Des marchés nerveux

Les premiers éléments disponibles pour l’année 2018 montrent que les perspectives de croissance restent globalement bien orientées. Les résultats du premier trimestre de l’enquête IfO Monde pointent toujours une accélération de l’activité.

Sauf en Chine, les perspectives d’activité à six mois se sont nettement redressées partout ces derniers trimestres. Cette dynamique s’observe dans les pays à hauts revenus comme dans les plus pauvres, en passant par les économies à revenus intermédiaires (malgré le poids de la Chine dans ce groupe).
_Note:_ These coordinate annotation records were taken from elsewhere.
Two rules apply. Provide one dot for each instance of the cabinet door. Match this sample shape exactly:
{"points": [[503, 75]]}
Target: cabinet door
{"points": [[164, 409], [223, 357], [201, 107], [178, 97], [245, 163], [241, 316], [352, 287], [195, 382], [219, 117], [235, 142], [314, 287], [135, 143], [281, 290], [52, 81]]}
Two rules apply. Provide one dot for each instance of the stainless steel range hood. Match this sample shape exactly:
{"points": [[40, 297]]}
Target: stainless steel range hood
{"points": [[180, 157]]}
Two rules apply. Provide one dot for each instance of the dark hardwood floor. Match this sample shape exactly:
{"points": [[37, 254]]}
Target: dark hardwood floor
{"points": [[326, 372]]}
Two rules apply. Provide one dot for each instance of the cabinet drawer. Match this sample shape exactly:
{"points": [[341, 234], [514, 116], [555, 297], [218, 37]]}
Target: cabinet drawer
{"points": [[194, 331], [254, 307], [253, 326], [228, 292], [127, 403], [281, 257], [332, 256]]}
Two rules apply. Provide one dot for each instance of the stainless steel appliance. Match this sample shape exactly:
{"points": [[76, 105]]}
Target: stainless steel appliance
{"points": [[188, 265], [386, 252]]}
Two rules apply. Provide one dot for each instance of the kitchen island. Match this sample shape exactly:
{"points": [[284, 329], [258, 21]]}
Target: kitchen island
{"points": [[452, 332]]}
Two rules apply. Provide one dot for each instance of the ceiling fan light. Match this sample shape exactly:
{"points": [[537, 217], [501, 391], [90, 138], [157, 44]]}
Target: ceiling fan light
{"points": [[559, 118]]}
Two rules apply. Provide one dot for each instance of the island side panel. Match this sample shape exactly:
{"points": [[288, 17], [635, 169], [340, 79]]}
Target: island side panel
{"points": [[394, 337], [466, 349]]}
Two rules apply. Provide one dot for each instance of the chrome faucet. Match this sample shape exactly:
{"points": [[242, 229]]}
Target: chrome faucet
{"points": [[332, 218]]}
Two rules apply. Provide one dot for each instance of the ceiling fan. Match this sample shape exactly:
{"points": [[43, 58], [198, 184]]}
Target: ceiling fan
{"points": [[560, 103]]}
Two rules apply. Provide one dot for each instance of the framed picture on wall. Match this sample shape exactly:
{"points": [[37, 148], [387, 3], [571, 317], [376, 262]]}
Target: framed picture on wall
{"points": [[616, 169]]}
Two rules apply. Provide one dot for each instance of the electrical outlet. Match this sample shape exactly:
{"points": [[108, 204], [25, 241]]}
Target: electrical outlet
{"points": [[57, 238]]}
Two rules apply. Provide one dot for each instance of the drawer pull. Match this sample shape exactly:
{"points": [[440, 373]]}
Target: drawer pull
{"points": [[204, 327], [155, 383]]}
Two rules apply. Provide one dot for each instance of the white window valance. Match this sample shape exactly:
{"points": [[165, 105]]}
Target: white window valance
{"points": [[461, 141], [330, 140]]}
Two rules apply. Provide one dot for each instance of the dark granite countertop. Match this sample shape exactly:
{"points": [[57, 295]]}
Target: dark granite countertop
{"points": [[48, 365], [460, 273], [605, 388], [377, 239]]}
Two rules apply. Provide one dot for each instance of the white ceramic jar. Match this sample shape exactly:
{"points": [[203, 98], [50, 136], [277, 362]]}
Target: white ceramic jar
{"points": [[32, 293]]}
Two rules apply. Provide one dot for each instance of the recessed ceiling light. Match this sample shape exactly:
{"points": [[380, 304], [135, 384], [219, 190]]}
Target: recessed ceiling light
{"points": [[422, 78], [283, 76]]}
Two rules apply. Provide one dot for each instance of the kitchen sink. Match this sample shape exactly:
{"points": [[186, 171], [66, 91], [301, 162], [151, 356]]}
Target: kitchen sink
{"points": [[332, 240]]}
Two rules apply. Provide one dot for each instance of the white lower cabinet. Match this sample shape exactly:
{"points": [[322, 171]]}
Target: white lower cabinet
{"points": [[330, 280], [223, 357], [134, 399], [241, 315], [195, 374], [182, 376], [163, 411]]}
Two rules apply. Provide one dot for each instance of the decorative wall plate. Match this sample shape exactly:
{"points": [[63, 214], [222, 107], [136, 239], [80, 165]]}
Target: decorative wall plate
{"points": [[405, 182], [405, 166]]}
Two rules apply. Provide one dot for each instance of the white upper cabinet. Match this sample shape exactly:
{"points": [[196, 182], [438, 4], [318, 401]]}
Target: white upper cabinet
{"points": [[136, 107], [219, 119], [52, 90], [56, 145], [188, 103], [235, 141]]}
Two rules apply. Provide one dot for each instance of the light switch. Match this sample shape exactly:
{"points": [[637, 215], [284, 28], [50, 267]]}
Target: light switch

Une nouvelle augmentation de la croissance mondiale pourrait provenir des économies émergentes (qui ont bénéficié de la demande des économies développées ces derniers mois), ce qui entretiendra la demande de matières premières

Néanmoins, une croissance mondiale plus soutenue signifie une augmentation de la demande adressée aux entreprises et, potentiellement, une amélioration de leurs capacités à augmenter leurs prix de vente. D’autant que les capacités disponibles de production semblent diminuer rapidement partout. Certes, les perspectives d’investissement se redressent. Mais le mouvement est très concentré dans les économies développées, à hauts revenus. Par ailleurs, les perspectives d’investissement se heurtent à des difficultés de recrutement de main d’oeuvre qualifiée.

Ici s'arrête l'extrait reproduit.